Genç ve başarılı bir yönetici, yeni Jaguar'ıyla bir mahalleden hızlı bir şekilde geçiyordu. Park etmiş arabaların arasından yola aniden çıkabilecek çocuklara dikkat ediyordu ve bir şey gördüğünü sanarak
yavaşladı. Arabayla caddeden yavaşça geçerken hiç bir çocuk göremedi fakat, arabasının kapısına bir tuğla atıldığını fark etti. Aniden arabasını durdurarak tuğlanın fırlatıldığı yere geri döndü. Arabadan indi,
orada bulunan küçük bir çocuğu tuttu ve onu park etmiş bir arabaya doğru iterek bağırmaya başladı;
"Bunu neden yaptın? Sen de kimsin, ne yaptığının farkında mısın?" İyice sinirlenerek devam
etti:
"Bu yeni bir araba ve atmış olduğun bu tuğla bana çok pahalıya mal olacak. Bunu neden yaptın?"

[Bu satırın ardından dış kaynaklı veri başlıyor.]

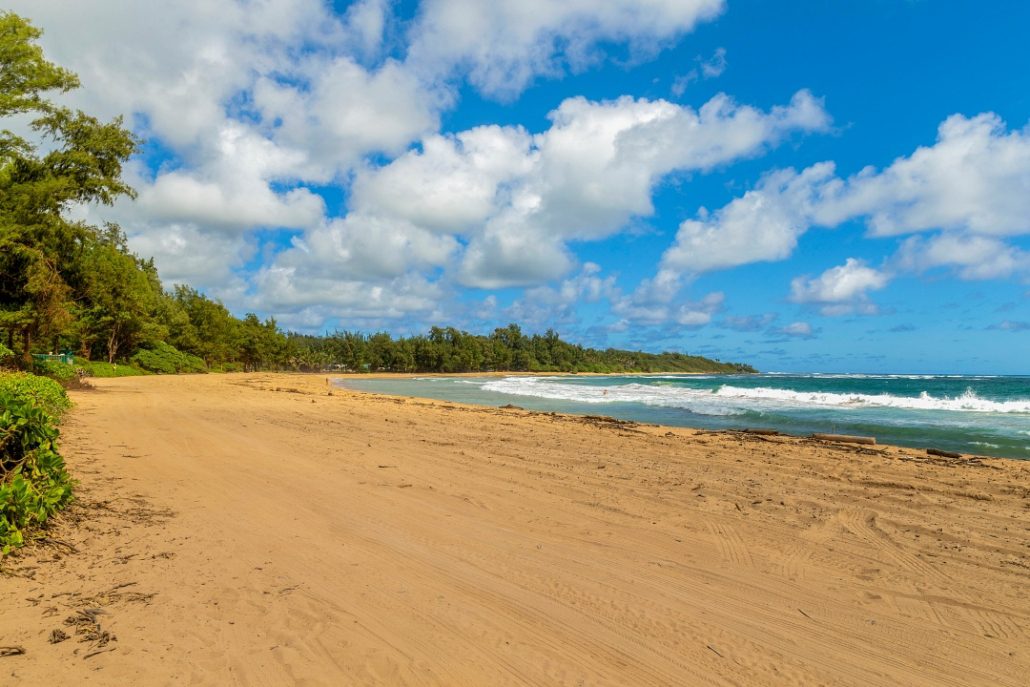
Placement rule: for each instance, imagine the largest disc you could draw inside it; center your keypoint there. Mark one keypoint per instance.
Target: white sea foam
(728, 400)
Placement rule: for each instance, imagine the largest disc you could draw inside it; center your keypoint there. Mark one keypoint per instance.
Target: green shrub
(102, 369)
(55, 370)
(167, 359)
(41, 391)
(33, 480)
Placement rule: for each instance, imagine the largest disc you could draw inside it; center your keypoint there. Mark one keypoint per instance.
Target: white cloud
(711, 68)
(762, 225)
(839, 289)
(802, 330)
(366, 247)
(975, 178)
(504, 44)
(187, 254)
(287, 289)
(452, 184)
(973, 184)
(973, 256)
(642, 307)
(253, 106)
(558, 304)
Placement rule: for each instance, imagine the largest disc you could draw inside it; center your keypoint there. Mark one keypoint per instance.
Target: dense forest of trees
(66, 285)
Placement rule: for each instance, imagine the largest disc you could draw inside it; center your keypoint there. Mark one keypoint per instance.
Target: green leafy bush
(102, 369)
(55, 370)
(33, 481)
(41, 391)
(167, 359)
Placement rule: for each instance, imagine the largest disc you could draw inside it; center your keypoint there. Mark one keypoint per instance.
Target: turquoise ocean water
(973, 414)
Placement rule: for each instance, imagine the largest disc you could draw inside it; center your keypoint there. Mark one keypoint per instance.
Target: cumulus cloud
(800, 330)
(839, 289)
(711, 68)
(762, 225)
(1011, 325)
(254, 107)
(748, 322)
(972, 185)
(973, 256)
(558, 304)
(503, 45)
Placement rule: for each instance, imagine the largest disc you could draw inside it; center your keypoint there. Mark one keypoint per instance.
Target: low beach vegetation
(34, 483)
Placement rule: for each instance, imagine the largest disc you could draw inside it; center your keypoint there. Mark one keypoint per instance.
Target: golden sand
(250, 529)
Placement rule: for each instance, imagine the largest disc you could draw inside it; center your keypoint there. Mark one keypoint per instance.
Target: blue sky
(837, 185)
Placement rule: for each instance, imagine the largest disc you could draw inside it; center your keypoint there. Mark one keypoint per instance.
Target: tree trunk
(112, 345)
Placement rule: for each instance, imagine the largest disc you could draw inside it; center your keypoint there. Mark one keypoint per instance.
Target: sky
(814, 185)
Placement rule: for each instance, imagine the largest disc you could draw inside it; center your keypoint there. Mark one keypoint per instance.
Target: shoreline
(965, 455)
(253, 529)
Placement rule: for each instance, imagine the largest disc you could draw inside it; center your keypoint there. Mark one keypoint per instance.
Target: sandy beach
(252, 529)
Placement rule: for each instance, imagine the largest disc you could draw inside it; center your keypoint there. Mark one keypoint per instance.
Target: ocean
(984, 415)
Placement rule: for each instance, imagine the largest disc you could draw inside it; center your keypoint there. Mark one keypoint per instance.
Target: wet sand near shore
(252, 529)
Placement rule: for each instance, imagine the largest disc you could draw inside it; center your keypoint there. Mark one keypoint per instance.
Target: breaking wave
(729, 400)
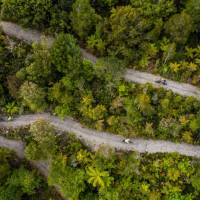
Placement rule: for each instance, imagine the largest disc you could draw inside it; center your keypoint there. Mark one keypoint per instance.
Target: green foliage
(39, 70)
(43, 144)
(32, 12)
(25, 180)
(83, 18)
(66, 55)
(179, 27)
(71, 181)
(193, 9)
(33, 96)
(11, 109)
(17, 182)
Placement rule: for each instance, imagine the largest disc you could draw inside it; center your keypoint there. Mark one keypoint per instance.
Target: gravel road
(130, 75)
(96, 138)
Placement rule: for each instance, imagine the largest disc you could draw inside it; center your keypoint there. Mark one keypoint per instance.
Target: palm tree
(98, 178)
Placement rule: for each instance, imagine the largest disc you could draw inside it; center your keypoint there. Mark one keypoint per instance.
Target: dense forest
(158, 36)
(161, 36)
(39, 78)
(107, 174)
(18, 181)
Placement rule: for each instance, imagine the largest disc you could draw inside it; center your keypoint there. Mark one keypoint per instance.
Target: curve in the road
(96, 138)
(130, 75)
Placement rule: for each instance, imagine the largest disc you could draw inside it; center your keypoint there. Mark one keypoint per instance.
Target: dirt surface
(96, 138)
(130, 75)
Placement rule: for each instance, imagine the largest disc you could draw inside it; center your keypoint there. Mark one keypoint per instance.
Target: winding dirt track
(95, 138)
(18, 147)
(130, 75)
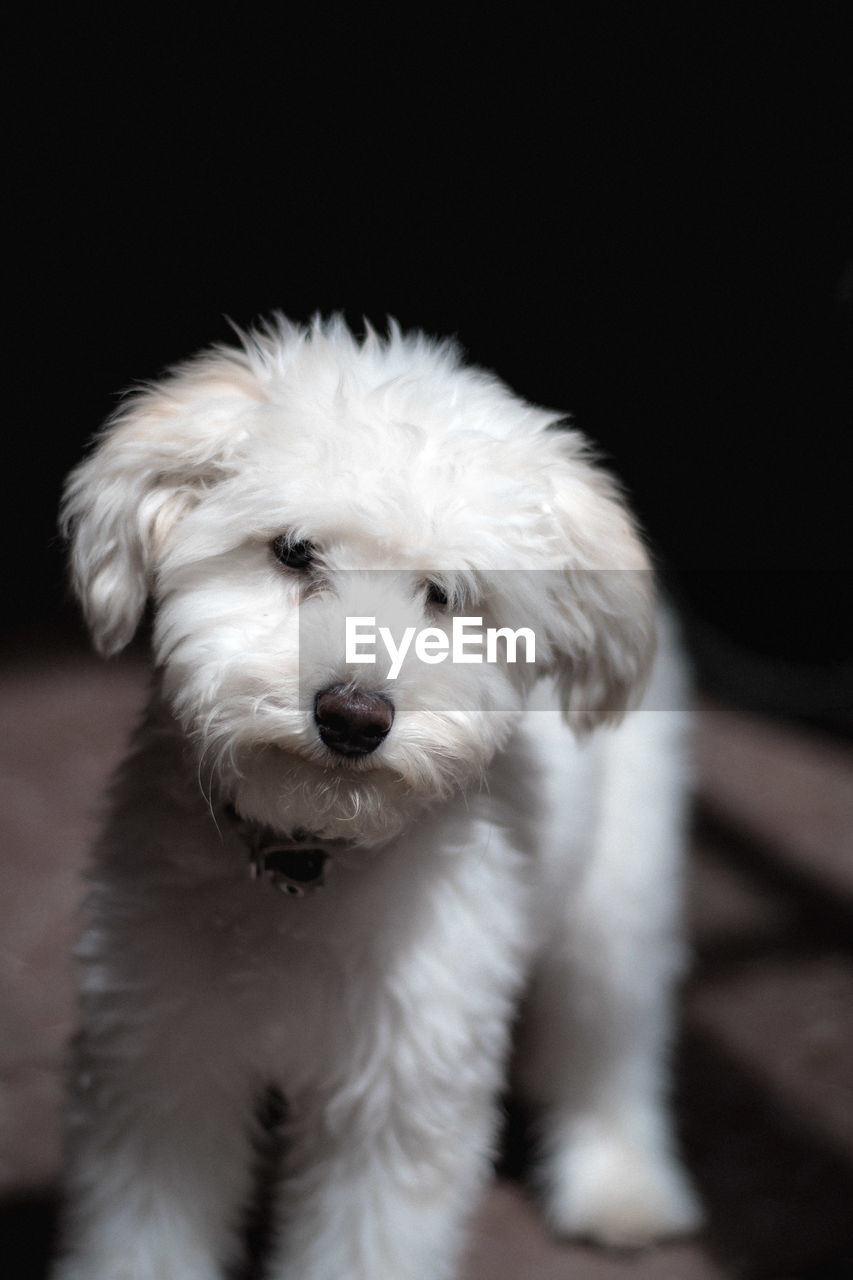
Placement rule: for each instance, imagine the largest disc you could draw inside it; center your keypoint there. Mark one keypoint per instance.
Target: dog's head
(264, 494)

Çocuk yalvararak cevap verdi:
"Lütfen efendim. Çok üzgünüm ama başka ne yapabilirdim bilmiyordum. Eğer tuğlayı fırlatmasaydım
kimse durmazdı"
Park etmiş bir arabanın arkasına işaret ederken çocuğun gözyaşları çenesine süzülüyordu.
"Kardeşim kaldırımın kenarından yuvarlandı ve tekerlekli sandalyesinden düştü, ben onu
kaldıramıyorum. Lütfen onu tekerlekli sandalyesine oturtmam için bana yardım eder misiniz? Benim
için çok ağır."
Bu durumdan son derece duygulanan genç yönetici, boğazında büyüyen yumruyu zar zor da olsa yutkundu. Yerdeki genci kaldırarak, tekerlekli sandalyeye geri oturttu. Mendiliyle, çizik ve yaraları sildi ve adamın ciddi bir yarası olup olmadığını kontrol etti.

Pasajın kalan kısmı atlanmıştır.